My husband and I used to do a commentary on how ridiculous the scenario had become:
(Scene -- your living room watching an evening sitcom. Suddenly your favorite weather person breaks in.)
“Folks, it’s Rick Mitchell here, breaking in with some important weather information. If you look out your window you’ll see a large arc of several streams of water pouring down near your house. I don’t want you to be alarmed, but we had to tell you. And remember you heard it from News 23 first. You’re neighbors are sprinkling their yard. Again. Rick Mitchell here Oklahoma’s weather Guru breaking in with urgent news. Your neighbor is watering her yard. Stay with News 23 for continued coverage of this weather incident.“
Is that an exaggeration? Maybe, but the weather and concerns about it have gotten a little out of hand. Little did you know how much havoc this kind of alarmism wreaks on a public school system.

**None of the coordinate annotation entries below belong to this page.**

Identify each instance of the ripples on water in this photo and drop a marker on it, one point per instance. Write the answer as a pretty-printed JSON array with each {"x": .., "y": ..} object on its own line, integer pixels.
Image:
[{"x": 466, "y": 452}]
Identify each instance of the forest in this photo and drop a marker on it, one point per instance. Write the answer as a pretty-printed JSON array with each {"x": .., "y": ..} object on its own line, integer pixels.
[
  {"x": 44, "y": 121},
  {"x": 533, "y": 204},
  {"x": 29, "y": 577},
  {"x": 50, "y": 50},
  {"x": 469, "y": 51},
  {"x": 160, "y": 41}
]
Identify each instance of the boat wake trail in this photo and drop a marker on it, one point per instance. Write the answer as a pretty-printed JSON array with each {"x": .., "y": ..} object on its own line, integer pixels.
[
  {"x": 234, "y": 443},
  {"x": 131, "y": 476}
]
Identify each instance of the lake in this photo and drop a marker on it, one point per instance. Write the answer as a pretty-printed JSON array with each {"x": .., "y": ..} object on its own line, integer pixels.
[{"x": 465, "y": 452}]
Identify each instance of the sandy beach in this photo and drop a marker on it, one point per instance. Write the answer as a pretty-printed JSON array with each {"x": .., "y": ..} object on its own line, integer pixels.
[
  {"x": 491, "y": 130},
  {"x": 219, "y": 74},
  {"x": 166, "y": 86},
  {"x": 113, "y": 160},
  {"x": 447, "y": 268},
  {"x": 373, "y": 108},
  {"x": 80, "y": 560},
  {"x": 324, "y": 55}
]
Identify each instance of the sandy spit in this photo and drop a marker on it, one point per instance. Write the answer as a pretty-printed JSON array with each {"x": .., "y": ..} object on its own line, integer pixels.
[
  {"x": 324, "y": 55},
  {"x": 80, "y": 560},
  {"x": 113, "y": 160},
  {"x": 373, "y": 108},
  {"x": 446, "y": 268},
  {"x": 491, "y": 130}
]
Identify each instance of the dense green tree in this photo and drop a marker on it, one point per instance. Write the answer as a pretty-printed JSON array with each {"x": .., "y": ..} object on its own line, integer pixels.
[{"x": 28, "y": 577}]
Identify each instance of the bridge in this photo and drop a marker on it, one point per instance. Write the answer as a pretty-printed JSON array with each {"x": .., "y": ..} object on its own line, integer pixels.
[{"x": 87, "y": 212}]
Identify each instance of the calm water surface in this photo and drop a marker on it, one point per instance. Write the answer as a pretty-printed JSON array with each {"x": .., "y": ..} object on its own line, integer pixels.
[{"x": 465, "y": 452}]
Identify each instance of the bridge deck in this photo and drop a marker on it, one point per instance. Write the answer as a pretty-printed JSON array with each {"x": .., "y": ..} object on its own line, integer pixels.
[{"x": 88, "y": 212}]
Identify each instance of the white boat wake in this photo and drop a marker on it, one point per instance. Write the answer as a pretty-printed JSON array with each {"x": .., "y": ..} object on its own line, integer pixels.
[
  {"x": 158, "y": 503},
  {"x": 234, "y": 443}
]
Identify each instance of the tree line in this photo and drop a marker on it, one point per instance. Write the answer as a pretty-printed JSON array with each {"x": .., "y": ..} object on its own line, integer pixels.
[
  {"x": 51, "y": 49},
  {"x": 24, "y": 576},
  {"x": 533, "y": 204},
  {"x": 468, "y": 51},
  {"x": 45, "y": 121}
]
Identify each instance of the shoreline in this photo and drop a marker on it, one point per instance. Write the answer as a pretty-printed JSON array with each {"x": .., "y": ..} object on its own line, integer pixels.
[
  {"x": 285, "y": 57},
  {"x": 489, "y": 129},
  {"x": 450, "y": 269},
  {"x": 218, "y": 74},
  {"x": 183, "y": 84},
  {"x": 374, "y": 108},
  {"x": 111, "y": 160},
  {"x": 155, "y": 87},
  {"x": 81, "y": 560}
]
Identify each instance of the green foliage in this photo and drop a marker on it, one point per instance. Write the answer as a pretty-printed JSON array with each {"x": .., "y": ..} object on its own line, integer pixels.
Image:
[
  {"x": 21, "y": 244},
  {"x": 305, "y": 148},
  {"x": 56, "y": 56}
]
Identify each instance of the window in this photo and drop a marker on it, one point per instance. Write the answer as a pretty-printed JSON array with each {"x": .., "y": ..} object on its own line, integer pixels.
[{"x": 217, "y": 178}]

Here’s a before and after to further illustrate the colossal waste of time and misappropriation of resources created by overreacting to weather-related events.
Twenty years ago, schools had heat and air issues that caused the temperature in the school buildings to not be ideal. As teachers, we opened windows and doors to circulate air, or told kids to keep their coats on. In Putnam City we were fortunate that it didn’t last for too many days, and then the problem would get resolved.
Fast forward to today, and somehow this has become a major news event. The administration was informed that the heat would not be working at one of our schools today. The school courteously used the automated dialing system to alert parents so that they would dress their children more warmly in anticipation of a cold building. Then some people -- likely students -- decided to post the loss of heat on social media. And for some reason, this became newsworthy. Our communications director got media calls to which she had to respond. Our operations director had to be pulled out of a meeting to make comments.
I’m not kidding. They actually wanted sound bites on this issue.
Help me understand how this is news. Are they piling on negative news to hurt public education as part of some agenda to kill it? Aren’t there actual news stories to be chasing in our state?
Trust me, if they need ideas for things on which they could be reporting, I am chock full. Consider why we had a heating issue in the first place. Could the school possibly need some money to regulate that system better?? Hmmm???